Sounds good actually.


----------



## Duffman (Mar 30, 2007)

SnakePit said:


> dang pa (triple bladed spear, or trident)


nice, that would be crazy in the UFC


----------



## SnakePit (Mar 4, 2007)

Duffman said:


> nice, that would be crazy in the UFC


Fedor will catch any spear, light it on fire, and throw it through your skull. raise01:


----------



## Uchi (Oct 15, 2006)

SnakePit said:


> Fedor will catch any spear, light it on fire, and throw it through your skull. raise01:


pfft. Fedor would do something more cool like.

let the spear go through him. Pull the spear deeper and the guy whos holding on. Then armbar him, breaking it off at the whole time yelling at the top of his lungs "RUSSIA" or something like that.


----------



## SnakePit (Mar 4, 2007)

Uchi said:


> pfft. Fedor would do something more cool like.
> 
> let the spear go through him. Pull the spear deeper and the guy whos holding on. Then armbar him, breaking it off at the whole time yelling at the top of his lungs "RUSSIA" or something like that.
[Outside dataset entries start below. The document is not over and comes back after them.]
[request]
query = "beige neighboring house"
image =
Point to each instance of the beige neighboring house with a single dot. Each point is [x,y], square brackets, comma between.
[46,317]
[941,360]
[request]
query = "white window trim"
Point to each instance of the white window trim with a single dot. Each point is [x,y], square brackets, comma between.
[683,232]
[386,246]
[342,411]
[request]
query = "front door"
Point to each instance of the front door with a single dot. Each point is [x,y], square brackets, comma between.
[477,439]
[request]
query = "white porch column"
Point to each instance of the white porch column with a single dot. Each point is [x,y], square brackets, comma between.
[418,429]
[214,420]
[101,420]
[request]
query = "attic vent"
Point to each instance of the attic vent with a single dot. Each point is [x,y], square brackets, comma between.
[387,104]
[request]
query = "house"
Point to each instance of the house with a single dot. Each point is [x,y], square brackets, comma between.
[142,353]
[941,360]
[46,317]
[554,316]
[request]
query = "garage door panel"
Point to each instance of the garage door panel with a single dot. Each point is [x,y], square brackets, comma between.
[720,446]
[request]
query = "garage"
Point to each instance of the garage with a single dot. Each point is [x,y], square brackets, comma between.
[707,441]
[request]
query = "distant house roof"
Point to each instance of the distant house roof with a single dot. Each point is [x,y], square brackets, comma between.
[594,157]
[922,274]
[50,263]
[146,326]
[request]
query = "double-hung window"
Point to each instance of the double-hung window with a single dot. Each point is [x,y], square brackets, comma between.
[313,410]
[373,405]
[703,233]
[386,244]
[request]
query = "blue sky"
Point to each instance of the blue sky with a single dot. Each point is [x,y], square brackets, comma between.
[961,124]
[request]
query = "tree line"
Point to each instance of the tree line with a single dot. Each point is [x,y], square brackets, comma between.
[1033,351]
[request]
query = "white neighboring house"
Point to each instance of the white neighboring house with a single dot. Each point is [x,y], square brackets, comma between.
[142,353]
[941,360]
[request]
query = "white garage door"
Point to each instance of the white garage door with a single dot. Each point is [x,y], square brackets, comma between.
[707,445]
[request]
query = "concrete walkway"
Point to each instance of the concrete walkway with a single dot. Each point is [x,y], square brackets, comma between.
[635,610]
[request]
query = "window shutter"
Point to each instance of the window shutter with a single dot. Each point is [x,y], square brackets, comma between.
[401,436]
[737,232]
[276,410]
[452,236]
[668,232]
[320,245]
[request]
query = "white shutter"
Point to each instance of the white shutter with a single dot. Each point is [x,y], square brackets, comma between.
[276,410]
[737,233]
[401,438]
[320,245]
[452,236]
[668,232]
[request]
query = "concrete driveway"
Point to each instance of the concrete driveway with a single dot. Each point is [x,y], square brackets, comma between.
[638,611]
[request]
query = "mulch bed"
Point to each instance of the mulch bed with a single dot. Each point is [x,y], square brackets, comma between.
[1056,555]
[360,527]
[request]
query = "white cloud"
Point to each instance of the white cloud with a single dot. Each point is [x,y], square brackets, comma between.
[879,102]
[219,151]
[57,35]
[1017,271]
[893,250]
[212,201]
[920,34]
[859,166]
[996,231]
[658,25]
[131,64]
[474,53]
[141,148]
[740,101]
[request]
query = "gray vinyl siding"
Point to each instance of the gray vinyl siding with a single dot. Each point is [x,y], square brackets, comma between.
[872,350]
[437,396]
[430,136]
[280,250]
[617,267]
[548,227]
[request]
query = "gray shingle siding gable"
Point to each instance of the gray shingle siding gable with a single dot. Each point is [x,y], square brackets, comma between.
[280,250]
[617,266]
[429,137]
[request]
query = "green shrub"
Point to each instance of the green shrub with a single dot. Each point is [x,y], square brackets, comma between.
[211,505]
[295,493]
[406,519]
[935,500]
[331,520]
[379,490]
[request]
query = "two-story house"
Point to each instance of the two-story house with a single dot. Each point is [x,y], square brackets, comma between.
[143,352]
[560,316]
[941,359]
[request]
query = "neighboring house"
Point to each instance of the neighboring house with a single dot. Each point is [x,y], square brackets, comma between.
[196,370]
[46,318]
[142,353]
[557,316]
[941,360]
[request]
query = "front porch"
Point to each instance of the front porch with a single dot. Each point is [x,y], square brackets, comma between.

WEAK, Fedor will make it rain where you live for posting that. :bye02:


----------



## Duffman (Mar 30, 2007)

SnakePit said:


> Fedor will catch any spear, light it on fire, and throw it through your skull. raise01:


LOL thats funny


----------



## vandalian (Oct 14, 2006)

SnakePit said:


> Fedor will catch any spear, light it on fire, and throw it through your skull. raise01:


Or he'll just catch it, smirk it a little, then eat it.
Thanks for the help, guys. Take care.


----------



## dragonfury72BJJ (Apr 12, 2007)

Yes, kuk sool won is in fact a Korean martial art that intigrates throwing techniques with hand and kicking techniques. Also, I think some weapons are used in the art too! I apologize if this has already been clarified.....I did not read the whole thread!


----------



## TheNegation (Jun 11, 2007)

I know it is a modern martial art, and most of them are pretty good. Anytraining is better than nothing,and it IS the fighter and not the style, regardless, this sounds pretty good.


----------